2.6.2. De in grief III door [ Appellant ] neergelegde klacht is in de kern gericht tegen het toelaten door de kantonrechter van de op het laatste moment door Cordares ingebrachte producties, waardoor de inhoud van de klachtenprocedure alsnog onderdeel zou zijn geworden van het geding in eerste aanleg. Het hof acht deze klacht tevergeefs voorgesteld, nu de kantonrechter heeft geoordeeld – kort gezegd – dat deze klachtenprocedure voor het vaststellen van de feiten in de zaak niet van belang is.
2.6.3. Met ’s hofs vaststelling onder 2.6.1. dat de kantonrechter zijn beslissing heeft gegrond op e-mailberichten die door Cordares in het verzoekschrift (en als productie 5 daarbij gevoegd) zijn aangehaald en opgenomen, faalt eveneens de onder grief IV opgenomen klacht dat de vertrouwelijke e-mailberichten op grond waarvan de kantonrechter het ontbindingsverzoek heeft toegewezen, niet door Cordares aan het ontbindingsverzoek ten grondslag zijn gelegd.
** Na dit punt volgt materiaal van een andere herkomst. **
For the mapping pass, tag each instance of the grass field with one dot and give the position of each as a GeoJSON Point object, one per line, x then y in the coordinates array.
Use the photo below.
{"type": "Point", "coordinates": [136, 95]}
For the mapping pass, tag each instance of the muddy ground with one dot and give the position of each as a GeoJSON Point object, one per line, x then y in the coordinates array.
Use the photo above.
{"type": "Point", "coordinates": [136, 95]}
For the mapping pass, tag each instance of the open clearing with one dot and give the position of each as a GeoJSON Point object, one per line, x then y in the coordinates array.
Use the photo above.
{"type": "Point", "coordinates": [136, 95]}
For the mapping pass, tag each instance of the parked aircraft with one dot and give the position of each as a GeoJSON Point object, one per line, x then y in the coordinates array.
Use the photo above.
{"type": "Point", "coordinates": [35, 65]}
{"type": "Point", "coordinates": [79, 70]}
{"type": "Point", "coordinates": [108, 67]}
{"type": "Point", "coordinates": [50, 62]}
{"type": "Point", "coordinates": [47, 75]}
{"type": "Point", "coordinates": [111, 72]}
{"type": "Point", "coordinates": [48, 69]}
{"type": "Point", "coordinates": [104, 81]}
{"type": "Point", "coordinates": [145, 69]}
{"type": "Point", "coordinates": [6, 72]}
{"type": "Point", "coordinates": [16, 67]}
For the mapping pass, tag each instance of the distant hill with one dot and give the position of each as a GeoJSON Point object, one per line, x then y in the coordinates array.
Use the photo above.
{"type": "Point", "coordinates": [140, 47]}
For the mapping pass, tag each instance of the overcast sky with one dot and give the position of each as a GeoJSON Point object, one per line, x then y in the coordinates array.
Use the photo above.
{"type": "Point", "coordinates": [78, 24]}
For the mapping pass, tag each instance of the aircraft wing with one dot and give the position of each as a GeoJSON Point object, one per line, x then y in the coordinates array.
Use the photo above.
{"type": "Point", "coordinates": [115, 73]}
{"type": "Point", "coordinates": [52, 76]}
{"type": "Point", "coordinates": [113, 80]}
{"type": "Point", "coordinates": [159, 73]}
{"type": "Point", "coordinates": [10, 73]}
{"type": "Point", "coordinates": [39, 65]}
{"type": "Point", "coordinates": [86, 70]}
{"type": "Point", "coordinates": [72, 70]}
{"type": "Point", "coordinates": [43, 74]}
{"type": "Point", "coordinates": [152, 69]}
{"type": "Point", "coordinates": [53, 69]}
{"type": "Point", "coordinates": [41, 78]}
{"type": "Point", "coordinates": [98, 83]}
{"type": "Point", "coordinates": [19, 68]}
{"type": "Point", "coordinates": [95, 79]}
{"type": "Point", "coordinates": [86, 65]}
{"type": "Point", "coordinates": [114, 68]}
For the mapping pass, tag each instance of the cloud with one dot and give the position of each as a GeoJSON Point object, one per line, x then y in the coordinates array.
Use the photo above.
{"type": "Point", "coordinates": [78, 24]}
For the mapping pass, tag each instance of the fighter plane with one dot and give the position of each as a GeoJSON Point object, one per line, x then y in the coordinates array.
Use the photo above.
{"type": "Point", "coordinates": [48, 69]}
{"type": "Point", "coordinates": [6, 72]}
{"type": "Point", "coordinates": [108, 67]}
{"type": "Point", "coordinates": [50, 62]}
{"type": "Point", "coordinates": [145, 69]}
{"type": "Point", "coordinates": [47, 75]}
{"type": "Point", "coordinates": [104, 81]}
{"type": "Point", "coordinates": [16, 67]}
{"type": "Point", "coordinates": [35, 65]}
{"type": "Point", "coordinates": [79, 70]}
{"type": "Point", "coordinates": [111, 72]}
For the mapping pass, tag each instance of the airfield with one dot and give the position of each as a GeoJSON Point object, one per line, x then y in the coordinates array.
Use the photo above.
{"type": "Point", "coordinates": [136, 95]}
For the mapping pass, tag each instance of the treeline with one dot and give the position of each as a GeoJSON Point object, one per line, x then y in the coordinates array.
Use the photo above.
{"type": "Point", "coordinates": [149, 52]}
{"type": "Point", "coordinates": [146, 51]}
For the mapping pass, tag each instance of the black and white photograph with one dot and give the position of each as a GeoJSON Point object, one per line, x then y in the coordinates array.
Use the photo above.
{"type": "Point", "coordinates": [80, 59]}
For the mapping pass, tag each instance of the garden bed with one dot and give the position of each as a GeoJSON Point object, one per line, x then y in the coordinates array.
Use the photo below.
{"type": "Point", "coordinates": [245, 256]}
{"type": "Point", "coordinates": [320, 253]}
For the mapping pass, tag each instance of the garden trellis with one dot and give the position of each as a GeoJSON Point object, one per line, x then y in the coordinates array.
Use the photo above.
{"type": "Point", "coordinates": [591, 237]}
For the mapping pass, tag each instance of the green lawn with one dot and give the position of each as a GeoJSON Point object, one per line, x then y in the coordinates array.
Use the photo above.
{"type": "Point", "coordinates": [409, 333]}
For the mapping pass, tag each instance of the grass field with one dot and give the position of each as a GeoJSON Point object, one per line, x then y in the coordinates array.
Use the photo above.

2.7. De conclusie moet dan ook zijn dat geen grond bestaat voor het doorbreken van het appelverbod en het hoger beroep van [ Appellant ] dient te worden verworpen. [ Appellant ] zal, als de in het ongelijk gestelde partij, in de kosten van het hoger beroep worden veroordeeld.
3. Beslissing
Het hof:
verwerpt het hoger beroep;
veroordeelt [ Appellant ] in de kosten van het hoger beroep aan de zijde van Cordares gevallen en tot op heden begroot op € 649,00 aan verschotten en € 1.788,00 aan salaris
Deze beschikking is gegeven door mrs. R.H. de Bock, W.J. Noordhuizen en C.C. Meijer en in het openbaar uitgesproken door de rolraadsheer op 31 mei 2011.